Jennifer, Blush and eyebrow pencil  on open matchbook cover, 3x 1"





Bouquet, pencil, berries,emon juice and grass on napkin, 5 x 5inches

Bouquet No.2, pencil, berries, lemon juice and grass on napkin, 5 x 5inches





















EVERYTHING AROUND ME  at Foxglove Cottage is so beautiful that when I look at things,  my fingers start twitching with mock drawing. This is similar to playing air guitar, so  I call it air drawing. Unfortunately, the seemingly purposeless movement of my hands is a dead ringer for the movements caused by the nervous disorder, St. Vitus Dance. My twitchy air-drawing fingers remind me of the James Brown song, "I Got Ants in my Pants (And I Want to Dance)."The only difference is that I got ants on my hands and I want to draw.

I felt better about this condition after I read Chaim Potok's novel "My name Is Asher Lev." It happened to the eponymous painter Asher Lev as well. Perhaps it is a common artist's affliction. Sometimes the purposeless hand and finger movement is gentler and less obtrusive, for example, if I am air drawing an outline of a subject. Invariably, though, it crescendos into feverish, frantic back-and-forth motion because I eventually have to air shade within the air outline that I have just  air drawn. At this stage, I am compelled to  find some implements with which to convert the air drawings into actual drawings. So, I  use whatever materials are on hand.

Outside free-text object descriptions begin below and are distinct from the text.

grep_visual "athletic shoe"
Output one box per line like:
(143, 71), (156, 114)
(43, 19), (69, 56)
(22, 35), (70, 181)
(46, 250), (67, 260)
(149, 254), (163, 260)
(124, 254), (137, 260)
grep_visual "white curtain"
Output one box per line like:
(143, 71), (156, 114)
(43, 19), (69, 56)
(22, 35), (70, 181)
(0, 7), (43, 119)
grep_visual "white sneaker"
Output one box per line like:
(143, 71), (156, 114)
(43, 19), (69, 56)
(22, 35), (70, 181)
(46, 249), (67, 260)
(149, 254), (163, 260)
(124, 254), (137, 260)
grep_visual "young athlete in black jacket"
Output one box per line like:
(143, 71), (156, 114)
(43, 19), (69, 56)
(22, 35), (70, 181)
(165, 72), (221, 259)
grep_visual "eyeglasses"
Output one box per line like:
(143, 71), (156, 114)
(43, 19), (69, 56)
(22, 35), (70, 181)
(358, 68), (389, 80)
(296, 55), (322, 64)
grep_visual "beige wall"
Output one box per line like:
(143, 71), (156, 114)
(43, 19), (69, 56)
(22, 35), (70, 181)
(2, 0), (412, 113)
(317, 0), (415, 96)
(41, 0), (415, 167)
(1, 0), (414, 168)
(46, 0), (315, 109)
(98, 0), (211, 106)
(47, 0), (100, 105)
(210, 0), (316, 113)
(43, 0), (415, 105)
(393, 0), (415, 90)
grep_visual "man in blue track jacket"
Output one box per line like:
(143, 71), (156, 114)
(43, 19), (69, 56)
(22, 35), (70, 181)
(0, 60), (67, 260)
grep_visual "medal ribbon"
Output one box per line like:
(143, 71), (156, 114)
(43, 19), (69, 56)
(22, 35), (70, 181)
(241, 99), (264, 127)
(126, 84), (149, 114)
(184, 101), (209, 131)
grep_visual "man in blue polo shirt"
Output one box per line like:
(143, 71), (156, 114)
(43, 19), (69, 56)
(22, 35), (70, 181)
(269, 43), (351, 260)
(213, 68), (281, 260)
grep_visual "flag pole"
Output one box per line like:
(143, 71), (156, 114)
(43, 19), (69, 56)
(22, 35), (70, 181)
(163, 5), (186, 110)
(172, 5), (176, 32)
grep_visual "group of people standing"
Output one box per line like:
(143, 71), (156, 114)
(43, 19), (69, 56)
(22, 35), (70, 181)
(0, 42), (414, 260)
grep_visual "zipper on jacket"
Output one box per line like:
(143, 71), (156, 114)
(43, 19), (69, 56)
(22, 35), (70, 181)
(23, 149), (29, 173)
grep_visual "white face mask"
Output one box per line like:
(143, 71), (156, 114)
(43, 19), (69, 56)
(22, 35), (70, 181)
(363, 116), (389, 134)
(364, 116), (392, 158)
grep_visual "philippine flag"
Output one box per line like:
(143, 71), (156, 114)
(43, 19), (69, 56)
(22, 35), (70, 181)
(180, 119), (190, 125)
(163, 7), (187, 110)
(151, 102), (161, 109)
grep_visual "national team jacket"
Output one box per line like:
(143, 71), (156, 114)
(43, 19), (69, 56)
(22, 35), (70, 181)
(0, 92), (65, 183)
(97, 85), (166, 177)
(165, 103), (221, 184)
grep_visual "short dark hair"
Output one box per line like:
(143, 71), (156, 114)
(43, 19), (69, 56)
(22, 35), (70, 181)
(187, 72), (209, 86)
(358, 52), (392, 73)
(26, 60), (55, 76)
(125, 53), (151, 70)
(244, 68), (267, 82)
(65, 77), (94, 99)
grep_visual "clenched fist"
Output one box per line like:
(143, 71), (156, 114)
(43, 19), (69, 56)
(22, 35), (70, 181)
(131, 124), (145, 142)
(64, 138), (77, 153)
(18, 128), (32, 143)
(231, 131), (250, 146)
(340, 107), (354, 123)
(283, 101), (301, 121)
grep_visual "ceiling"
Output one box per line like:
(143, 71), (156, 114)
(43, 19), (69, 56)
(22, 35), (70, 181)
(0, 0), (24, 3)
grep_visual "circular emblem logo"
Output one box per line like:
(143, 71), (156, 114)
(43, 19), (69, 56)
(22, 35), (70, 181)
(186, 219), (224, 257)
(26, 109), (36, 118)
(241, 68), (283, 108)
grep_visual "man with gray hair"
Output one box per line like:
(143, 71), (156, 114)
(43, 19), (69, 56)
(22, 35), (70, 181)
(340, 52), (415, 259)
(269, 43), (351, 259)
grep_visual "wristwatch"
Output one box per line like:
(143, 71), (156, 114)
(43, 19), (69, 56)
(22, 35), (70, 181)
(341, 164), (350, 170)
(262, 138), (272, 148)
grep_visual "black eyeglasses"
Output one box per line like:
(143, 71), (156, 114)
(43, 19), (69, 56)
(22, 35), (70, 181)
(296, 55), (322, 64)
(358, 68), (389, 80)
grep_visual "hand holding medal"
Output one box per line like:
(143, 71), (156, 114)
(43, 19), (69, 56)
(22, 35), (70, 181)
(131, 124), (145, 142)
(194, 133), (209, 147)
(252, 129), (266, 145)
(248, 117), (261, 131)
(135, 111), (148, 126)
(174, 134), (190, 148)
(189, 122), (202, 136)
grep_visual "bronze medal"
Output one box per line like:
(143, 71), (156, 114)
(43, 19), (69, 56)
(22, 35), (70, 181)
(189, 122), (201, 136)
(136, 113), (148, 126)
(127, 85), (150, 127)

I am very fond of these urgent little drawings that I do on found paper with found implements–poor cousins to the careful, thoughtful drawings that I do in my well equipped studio.. They are urgent and uninhibited and that's what makes them fresh. Speaking of fresh, Matisse and Picasso both used to draw and paint using bodily fluids and products for pigment. Ugh! I draw the line there (pun intended). But I have used pigments derived from berry juice, grass, dirt, lemons, tea and makeup on matchbook covers or napkins, or even bare fingers on fogged-up windows. In a perhaps futile attempt to appear normal, I have to give my quivering hands some purpose, something with which to draw and something upon which to draw. It's either that or I will be carted off to the nearest neurologist quicker than you can say,"I got ants on my hands and I want to draw!"